What I mean is - the system completely hangs, so there is nothing visible in /var/log or using journalctl. It hangs early enough in the haos VM boot process that everything in the image is still read-only. The only thing possibly useful I’ve gotten is that sometimes if I leave it sit long enough, I get a bunch of soft lockup - CPU Stuck errors, like these:

Well that one only tells me, it says it “Starved” :grin: ( Maybe it want more “Jiffies” ) or less i don’t know
( But please check IOT7712’s early question ( Your clock ) , but might be likely the cpu couldn’t handle “something” )
I was actually referring to you logs in Ubuntu, not HA’s log , As you say it Hangs the whole system !, but maybe i missunderstand

Just thinking how can a VM Hang a Host ? … Check Your Ubuntu Logs

Off on another tangent:
Can you try something for me?
Very gingerly, because you might get burnt.
Can you just check how warm the processor chip is on your Raspberry Pi? Use the back of your hand before using your index finger.
Warm, hot, nuclear?
Is it heatsinked or fan cooled?

After you have done that, can you try again, this time after it has been fully powered down and cooled for a few minutes.

Right, that’s what I’m trying to understand… how can a VM hang the whole system? And yet, it does. Hence, I don’t have logs from Ubuntu OR the VM, because the whole thing hangs. If it were just the VM, I would at least have something I could poke at with a sharp pointy stick. I assume perhaps it’s passing through some unsupported (or buggy?) CPU instruction, but it’s hard to say for sure.

I’ll try to start it again and see if I can get on the console early enough to tell what it’s doing. The system clock itself is fine/accurate, but it’s hard to tell on the VM because it’s crashing so early (and taking the host system with it).

Heatsink (geekpi passive case - the entire case acts as heatsink). I tried exactly that on a new RPi board after it crashed (I used the same uSD to keep everything else the same), and the chip was warm, maybe uncomfortably so if I held my finger there long enough, but not “melt your flesh off” hot. I’ve run some CPU stress tests in this case and the CPU maxed out around 46C.

Ok, thou i find that unlikely … every OS have, also Debug options

Thanks. Cross that one off the check-list.
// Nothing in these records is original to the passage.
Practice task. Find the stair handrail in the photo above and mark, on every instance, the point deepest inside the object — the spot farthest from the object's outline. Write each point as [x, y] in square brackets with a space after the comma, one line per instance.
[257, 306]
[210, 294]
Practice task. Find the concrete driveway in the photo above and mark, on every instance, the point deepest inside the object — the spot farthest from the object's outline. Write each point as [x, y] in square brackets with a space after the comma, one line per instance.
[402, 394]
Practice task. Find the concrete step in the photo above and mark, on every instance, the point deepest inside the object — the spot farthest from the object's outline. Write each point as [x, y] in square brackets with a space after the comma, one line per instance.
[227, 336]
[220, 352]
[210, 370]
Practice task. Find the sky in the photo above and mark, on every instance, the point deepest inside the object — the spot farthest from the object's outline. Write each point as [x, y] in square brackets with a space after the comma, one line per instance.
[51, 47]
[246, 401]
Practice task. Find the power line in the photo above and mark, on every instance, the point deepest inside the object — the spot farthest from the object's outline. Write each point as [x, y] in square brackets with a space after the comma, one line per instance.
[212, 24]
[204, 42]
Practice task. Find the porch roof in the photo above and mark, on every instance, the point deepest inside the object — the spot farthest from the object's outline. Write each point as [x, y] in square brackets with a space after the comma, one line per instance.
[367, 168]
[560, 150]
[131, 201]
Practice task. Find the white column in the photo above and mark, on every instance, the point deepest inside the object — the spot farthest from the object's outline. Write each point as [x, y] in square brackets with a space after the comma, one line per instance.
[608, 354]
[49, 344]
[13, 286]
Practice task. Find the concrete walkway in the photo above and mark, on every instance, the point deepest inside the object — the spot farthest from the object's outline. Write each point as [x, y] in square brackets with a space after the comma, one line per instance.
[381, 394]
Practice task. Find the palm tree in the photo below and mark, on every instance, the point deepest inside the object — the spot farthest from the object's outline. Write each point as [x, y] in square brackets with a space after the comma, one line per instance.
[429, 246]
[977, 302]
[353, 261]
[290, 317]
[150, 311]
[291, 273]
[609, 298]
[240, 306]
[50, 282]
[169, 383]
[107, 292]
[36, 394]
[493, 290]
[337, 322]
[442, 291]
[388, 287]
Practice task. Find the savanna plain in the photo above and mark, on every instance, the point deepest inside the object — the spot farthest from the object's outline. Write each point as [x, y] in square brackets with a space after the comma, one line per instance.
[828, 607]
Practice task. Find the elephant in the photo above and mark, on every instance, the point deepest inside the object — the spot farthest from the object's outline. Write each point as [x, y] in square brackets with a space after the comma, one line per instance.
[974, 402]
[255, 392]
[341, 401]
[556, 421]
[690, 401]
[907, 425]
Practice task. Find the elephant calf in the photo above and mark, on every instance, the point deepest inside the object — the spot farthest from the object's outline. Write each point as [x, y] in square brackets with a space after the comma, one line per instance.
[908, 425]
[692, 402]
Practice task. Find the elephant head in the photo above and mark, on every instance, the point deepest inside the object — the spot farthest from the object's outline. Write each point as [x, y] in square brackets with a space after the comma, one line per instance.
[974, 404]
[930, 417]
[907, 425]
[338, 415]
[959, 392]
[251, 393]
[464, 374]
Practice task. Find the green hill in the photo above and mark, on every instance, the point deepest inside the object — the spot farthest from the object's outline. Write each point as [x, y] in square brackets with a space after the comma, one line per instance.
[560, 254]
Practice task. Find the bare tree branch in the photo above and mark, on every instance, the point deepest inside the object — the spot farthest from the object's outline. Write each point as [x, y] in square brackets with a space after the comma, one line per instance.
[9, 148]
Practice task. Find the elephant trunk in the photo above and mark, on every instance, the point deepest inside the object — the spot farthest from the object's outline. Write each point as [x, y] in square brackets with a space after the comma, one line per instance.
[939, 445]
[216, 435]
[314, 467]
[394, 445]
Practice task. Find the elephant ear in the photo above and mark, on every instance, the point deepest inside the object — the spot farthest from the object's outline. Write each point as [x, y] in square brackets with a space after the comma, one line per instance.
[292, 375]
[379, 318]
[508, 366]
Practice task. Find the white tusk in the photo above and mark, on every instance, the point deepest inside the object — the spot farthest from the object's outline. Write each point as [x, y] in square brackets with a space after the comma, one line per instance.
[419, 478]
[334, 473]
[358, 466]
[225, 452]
Gotta pin it down to software, not hardware, and then hone in for the kill.

To be clear - Ubuntu has logs, but only right up to the crash, because the entire system hangs. I’ll dig up what it does have of state pre-crash and report back. I’m happy to turn on debugging, but have very little qemu experience, particularly with debugging… will have to do a bit of research.

Ok, another option is to take out the SD, open it in a laptop/pc dig into the VM-file ( For ha-log )
Thou, I would have reinstalled, OS, And HA.VM from scratch, restored from “older” backup
I already get a feeling that this procedure is more time saving

Gasp!
If I had pearl I would clutch them immediately.